Derek, I think you and I have disagreed about blogging anonymity before. You might ponder the fact that about 40% of female history bloggers do so anonymously or pseudonymously. Given that high percentage, there might be perfectly reasonable cause for some people to blog anonymously. Anonymity is, in itself, ethically neutral. What makes all the difference in the world is what one does with one's anonymity. If it hides the identity of a liar, a libeler, a fraud, then it is a disgraceful shield. But it is the fraud, the lie, the libel that is the fundamental problem -- not the cowardly shield. Some of the very best history blogging -- by Invisible Adjunct or New Kid on the Hallway, for example -- has been done by anonymous women and they were anonymous for reasons far removed from cowardice.

EB Soph mom said...

Derek,

There are cases where anonymity is necessary. However, even though I use a moniker on EB, my identity is known to the authors. My moniker serves to protect me and my family, from those who might take advantage.

If you noticed, I have already been harrassed by a pissed off troll. Not only did he hurl some very raunchy insults my way (since deleted) he also made a thinly veiled threat by insinuating he knew the identity of my child.

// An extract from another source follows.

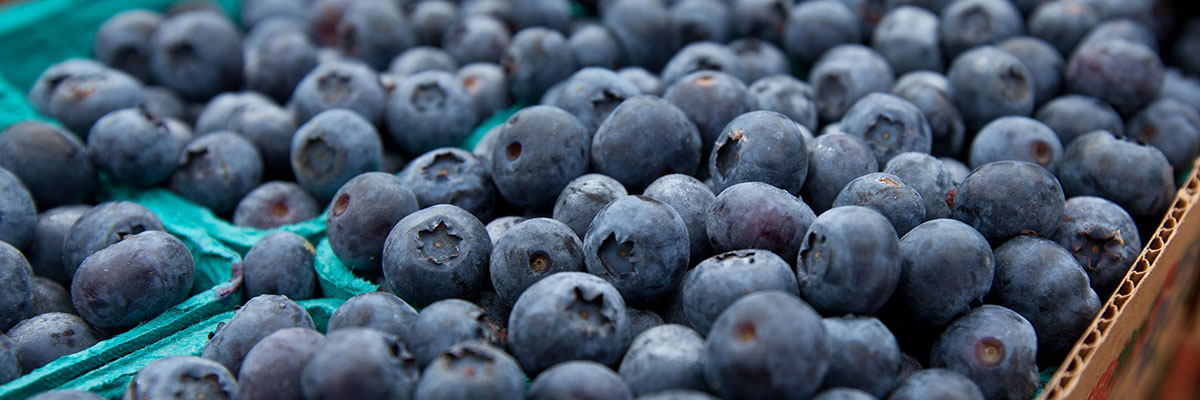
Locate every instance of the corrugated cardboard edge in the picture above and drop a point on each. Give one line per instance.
(1089, 370)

So, I disagree with you. While I understand your disdain for anonymity, especially when it is used to cloak cowardice, I also believe that there are cases where it is warranted.

dcat said...

Ralph and SophMom --
I don't think I disagree with either of you on the specifics of your case: there are times when anonymity is fine. But particularly when it comes to bloggers (as opposed to commenters on blogs) many of the justifications for anonymity fall short.

I just can see very, very few justifications for a tenured professor to hide behind a pseudonym. Especially in the case of someone who is being critical of other academics. That really does seem cowardly. Of course we need the exceptions for the Anonymous Adjuncts. But when Ambrose Hofstadter Bierce went after princeton, and then a journalist followed up, and Bierce claimed that he would have been incapable of doing so, thats an attempt to hide behind shoddy work: I couldn't possibly ask the questions that would have allowed my work to be accurate; it would have blown my cover. In that case the anonymity concretely got in the way of the quality of the work.
SophMom -- what you went through is all too common. But one way to think about it is that the anonymity that might not even have succeeded for you, if the troll in fact did know the identity of your child, merely served to protect that person. (By the way, i think Ephpundit was a great diea that has not worked in execution largely because it has subsumed the whole endeavor -- Ephblog has become little more than another place for political commentary rather than a place for Eph-related stuff where occasionally Ephs who know about politics weigh in with posts. I'll fulfill my duties on this front, hoping it improves.